Find the value of Z that is smaller than 90% of all values of Z.
To find the value of Z that is smaller than 90% of all values of Z, you will need to use percentiles. A percentile represents a specific value below which a given percentage of the data falls.
Step 1: Determine the desired percentile. In this case, we want to find a value that is smaller than 90% of all values, so the desired percentile is 90.
Step 2: Convert the desired percentile to a decimal. Divide the desired percentile by 100:
90 ÷ 100 = 0.9
Step 3: Subtract the desired percentile (expressed as a decimal) from 1. This gives you the complement to the desired percentile:
1 - 0.9 = 0.1
Step 4: Use statistical tools or software to find the Z-score associated with the complement of the desired percentile. The Z-score represents the number of standard deviations a value is away from the mean in a normal distribution.
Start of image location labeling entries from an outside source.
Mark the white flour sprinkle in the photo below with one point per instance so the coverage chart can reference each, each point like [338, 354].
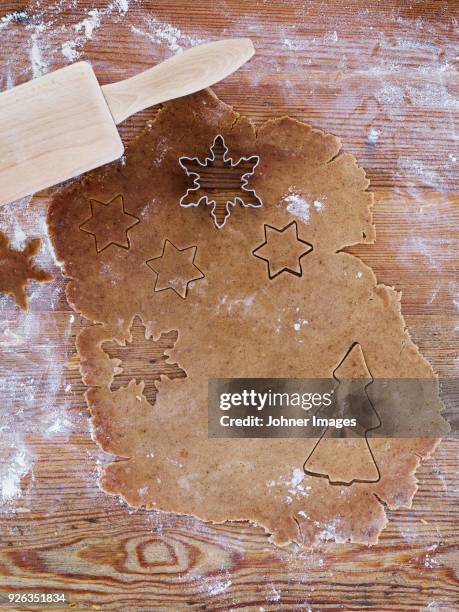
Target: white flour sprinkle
[165, 34]
[299, 324]
[319, 206]
[297, 477]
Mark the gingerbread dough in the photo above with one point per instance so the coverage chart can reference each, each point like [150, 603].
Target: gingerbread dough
[17, 269]
[270, 294]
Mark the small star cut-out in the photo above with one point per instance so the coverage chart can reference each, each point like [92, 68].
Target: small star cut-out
[175, 268]
[17, 269]
[282, 250]
[109, 223]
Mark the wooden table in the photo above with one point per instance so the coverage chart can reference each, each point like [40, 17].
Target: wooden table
[382, 76]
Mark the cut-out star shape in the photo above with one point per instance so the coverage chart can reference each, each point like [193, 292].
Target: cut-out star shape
[175, 268]
[109, 223]
[17, 269]
[282, 250]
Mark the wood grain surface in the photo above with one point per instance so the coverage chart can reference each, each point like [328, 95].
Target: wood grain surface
[383, 77]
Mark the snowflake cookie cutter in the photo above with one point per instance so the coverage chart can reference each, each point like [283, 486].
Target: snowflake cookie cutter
[219, 213]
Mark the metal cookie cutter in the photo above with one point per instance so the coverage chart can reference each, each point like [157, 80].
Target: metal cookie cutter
[221, 206]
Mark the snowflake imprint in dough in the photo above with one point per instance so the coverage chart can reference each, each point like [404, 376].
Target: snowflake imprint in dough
[17, 269]
[109, 223]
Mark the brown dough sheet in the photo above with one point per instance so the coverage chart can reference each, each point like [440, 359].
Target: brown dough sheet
[236, 322]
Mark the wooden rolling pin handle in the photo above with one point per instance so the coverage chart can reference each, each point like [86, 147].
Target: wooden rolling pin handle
[180, 75]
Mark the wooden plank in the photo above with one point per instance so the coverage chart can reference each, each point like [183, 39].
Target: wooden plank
[382, 77]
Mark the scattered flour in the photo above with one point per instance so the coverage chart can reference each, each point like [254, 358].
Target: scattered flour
[373, 136]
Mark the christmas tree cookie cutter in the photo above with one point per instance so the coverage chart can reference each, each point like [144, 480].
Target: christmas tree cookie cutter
[221, 210]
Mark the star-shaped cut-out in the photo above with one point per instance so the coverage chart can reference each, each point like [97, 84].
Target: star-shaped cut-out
[282, 250]
[175, 268]
[109, 223]
[17, 269]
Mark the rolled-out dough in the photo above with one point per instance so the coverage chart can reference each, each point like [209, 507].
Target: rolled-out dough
[17, 269]
[270, 294]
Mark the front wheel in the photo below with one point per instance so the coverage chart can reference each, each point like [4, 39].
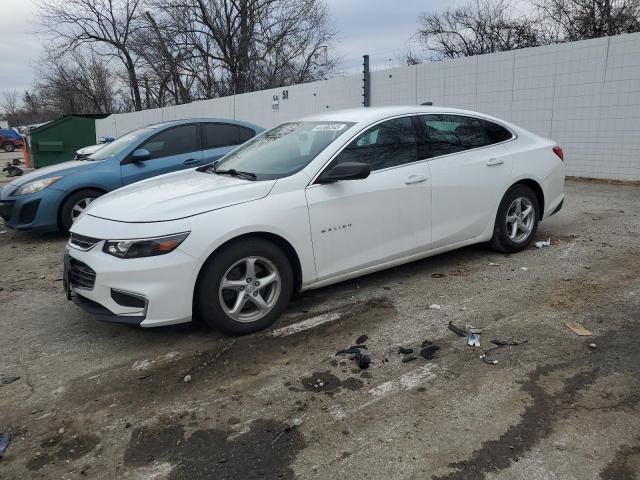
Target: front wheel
[245, 287]
[517, 220]
[74, 205]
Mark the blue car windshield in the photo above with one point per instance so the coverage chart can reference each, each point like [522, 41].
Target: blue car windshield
[281, 151]
[112, 149]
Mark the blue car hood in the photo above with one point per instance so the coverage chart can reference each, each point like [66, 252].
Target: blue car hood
[62, 169]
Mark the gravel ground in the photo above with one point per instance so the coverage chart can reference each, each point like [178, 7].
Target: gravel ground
[105, 401]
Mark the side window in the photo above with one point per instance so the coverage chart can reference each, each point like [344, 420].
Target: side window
[454, 133]
[218, 135]
[246, 134]
[385, 145]
[497, 133]
[175, 141]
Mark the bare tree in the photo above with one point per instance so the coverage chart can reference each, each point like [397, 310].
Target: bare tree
[105, 26]
[10, 102]
[570, 20]
[75, 83]
[482, 26]
[251, 44]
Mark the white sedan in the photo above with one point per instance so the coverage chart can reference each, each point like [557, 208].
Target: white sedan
[307, 204]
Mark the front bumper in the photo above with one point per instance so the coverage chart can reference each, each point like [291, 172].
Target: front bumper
[37, 211]
[149, 292]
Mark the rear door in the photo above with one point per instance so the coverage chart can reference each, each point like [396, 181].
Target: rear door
[175, 148]
[218, 139]
[470, 167]
[356, 224]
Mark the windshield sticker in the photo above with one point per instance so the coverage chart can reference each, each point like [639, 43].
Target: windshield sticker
[329, 127]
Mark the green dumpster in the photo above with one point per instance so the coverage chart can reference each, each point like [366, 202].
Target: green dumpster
[57, 141]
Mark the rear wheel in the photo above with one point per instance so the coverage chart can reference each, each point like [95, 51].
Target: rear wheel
[75, 204]
[245, 287]
[517, 220]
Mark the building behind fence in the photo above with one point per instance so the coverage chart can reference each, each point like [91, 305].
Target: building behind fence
[585, 95]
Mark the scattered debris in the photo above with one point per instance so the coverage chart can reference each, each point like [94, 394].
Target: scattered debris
[5, 438]
[457, 330]
[473, 337]
[578, 329]
[428, 351]
[543, 243]
[8, 379]
[361, 359]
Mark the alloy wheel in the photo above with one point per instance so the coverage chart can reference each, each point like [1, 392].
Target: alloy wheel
[249, 289]
[521, 217]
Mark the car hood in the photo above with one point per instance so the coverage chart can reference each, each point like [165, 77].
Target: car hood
[177, 195]
[61, 169]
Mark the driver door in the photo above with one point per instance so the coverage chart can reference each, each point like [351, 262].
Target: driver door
[357, 224]
[172, 149]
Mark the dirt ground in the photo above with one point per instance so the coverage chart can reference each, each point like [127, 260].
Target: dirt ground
[104, 401]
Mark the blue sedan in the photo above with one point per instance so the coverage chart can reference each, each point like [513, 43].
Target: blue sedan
[51, 198]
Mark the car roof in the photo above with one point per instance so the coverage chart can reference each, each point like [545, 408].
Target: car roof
[212, 120]
[373, 114]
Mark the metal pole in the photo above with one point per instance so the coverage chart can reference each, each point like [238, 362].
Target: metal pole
[366, 82]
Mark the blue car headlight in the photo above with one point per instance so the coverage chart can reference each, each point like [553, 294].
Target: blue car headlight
[36, 185]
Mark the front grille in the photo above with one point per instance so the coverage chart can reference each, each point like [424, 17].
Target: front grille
[81, 275]
[81, 242]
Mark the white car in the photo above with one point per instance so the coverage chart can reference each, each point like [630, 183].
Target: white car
[307, 204]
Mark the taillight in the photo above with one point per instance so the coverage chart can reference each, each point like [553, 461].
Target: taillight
[558, 151]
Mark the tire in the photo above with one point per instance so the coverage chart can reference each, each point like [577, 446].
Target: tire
[69, 212]
[215, 303]
[504, 239]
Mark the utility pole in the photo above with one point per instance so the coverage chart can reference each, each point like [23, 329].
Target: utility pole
[366, 82]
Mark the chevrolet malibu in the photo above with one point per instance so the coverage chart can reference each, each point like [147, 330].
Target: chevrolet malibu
[307, 204]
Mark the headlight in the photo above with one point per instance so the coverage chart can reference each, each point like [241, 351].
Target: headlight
[144, 247]
[36, 186]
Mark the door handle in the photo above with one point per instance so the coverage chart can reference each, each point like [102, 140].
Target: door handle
[415, 179]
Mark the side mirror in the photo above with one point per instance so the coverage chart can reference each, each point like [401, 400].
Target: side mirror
[140, 154]
[345, 171]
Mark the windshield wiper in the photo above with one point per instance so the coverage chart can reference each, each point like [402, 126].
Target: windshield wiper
[236, 173]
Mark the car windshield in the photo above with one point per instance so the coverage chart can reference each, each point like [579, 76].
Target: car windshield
[112, 149]
[281, 151]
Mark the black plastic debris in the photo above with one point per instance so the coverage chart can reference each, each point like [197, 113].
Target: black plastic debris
[361, 359]
[5, 438]
[457, 330]
[499, 343]
[428, 351]
[8, 379]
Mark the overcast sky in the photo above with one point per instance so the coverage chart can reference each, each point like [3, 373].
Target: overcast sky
[381, 28]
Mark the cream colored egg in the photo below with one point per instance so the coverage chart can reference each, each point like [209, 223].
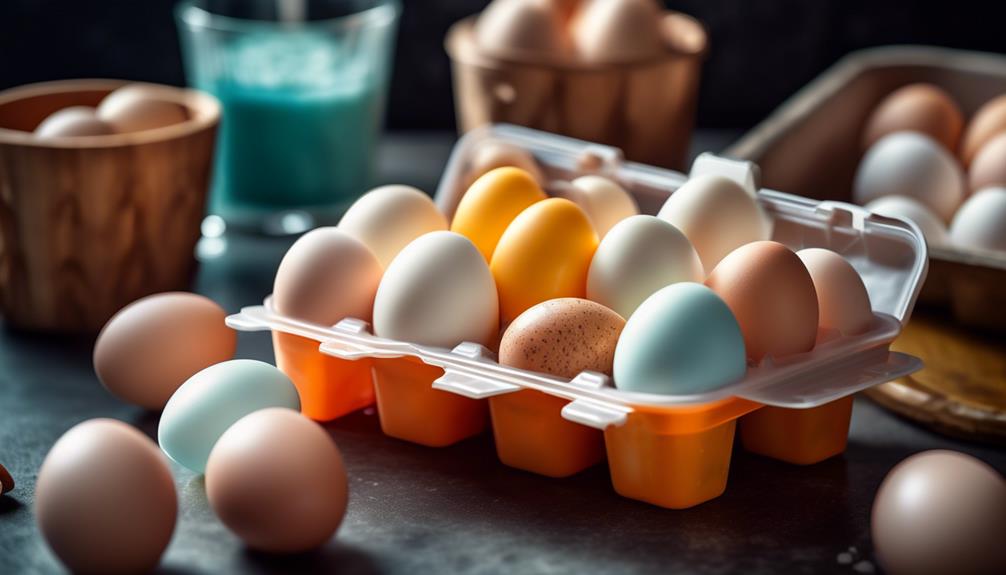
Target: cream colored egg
[640, 255]
[438, 292]
[910, 164]
[981, 221]
[385, 219]
[604, 201]
[138, 107]
[73, 121]
[716, 215]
For a standard normal distribution, the Z-score associated with the complement of 0.1 is approximately -1.28.
Step 5: Use the Z-score formula to find the corresponding value of Z:
Z = (Z-score * standard deviation) + mean
Note: The mean of a standard normal distribution is 0, and the standard deviation is 1.
Z = (-1.28 * 1) + 0
Z = -1.28
Therefore, the value of Z that is smaller than 90% of all values of Z is approximately -1.28.
To find the value of Z that is smaller than 90% of all values of Z, you would need a dataset or a distribution of values for Z. Without specific data or a distribution, it is not possible to determine the exact value. However, I can explain the general process of finding a value in a dataset that is smaller than a certain percentage of the values:
1. Arrange the dataset or values for Z in ascending order.
2. Calculate the percentile corresponding to the desired percentage. In this case, the desired percentage is 90%, so the percentile would be 90.
3. Determine the position in the sorted dataset that corresponds to the desired percentile. This can be calculated using the formula: position = (percentile / 100) * (number of observations + 1).
4. If the position is an integer, the value at that position corresponds to the desired value of Z. If the position is a decimal, you may need to interpolate between the neighboring values to estimate the value of Z.
5. Alternatively, you can use statistical software or a calculator that provides functions for calculating percentiles to find the exact value.
Remember that without specific data or a distribution, it is not possible to provide an exact value for Z that is smaller than 90% of all values of Z.